New Addition to California’s Infill Housing Bill Could Transform the State’s Land Use
If there is one journalistic phrase I despise, it is “game-changer.” Everything seems to be a game-changer, no matter how small. But amendments just approved by the California State Senate for SB 50, Scott Wiener’s controversial bill upzoning lots near transit could be, well, a game-changer:
On Wednesday, a key committee signed off on Senate Bill 50 — San Francisco Sen. Scott Wiener’s bill to allow denser, taller housing around transit and in communities with lots of jobs. As part of the negotiations, Wiener agreed to merge his proposal with Senate Bill 4 by Sen. Mike McGuire (D-Healdsburg) and the result includes one very big change: Single-family houses could be converted to four-unit buildings, by right, anywhere in the state.
That is, a property owner could subdivide or remodel a house to turn it into four apartments. Or a developer could build a fourplex on a vacant single-family lot. The proposal wouldn’t allow people to demolish a house and build a new fourplex on the property, however.
Put another way, if these amendments pass, then California will have just outlawed single-family housing throughout the state. And it points to a potential way out of the NIMBY/density problem.
Neighbors dread the prospect of living next to, well, YUGE towers of apartments — they say they are concerned about privacy, and shadows, and “neighborhood character,” with all the classist and racial implications of that loaded phrase. But increasing density by turning a house into a quadruplex seems less…yuge. It doesn’t seem so out of scale. It doesn’t evoke images of the Robert Taylor Homes or Stateway Gardens complexes in Chicago. Little wonder that when, a few months ago, Minneapolis increased the density of its zoning code, it did so not by building up, but rather by allowing triplexes in formerly single-family zones. It was controversial, but far less so than building up.

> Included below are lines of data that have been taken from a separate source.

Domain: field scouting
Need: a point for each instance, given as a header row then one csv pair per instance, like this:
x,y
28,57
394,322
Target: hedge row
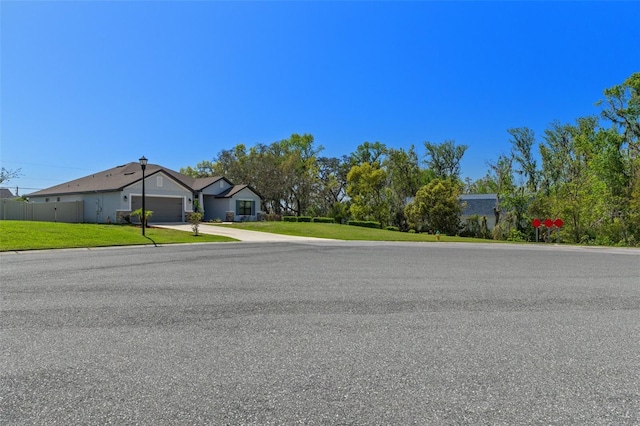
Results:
x,y
364,223
308,219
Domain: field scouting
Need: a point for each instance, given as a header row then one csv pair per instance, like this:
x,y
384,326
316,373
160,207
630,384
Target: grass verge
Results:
x,y
344,232
21,235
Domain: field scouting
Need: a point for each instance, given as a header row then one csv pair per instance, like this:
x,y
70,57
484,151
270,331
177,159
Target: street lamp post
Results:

SB 50 has a long way to go before it becomes law: Wiener and his supporters are engaged in intense negotiations just to get it through the Senate, and then it must go to the Assembly, etc. etc. You know the drill. Even in Minneapolis, the city council backed off allowing quadruplexes by right and went down to triplexes. But if just this provision passes, it would be the most significant land use reform in California since the enactment of CEQA. And that is yuge.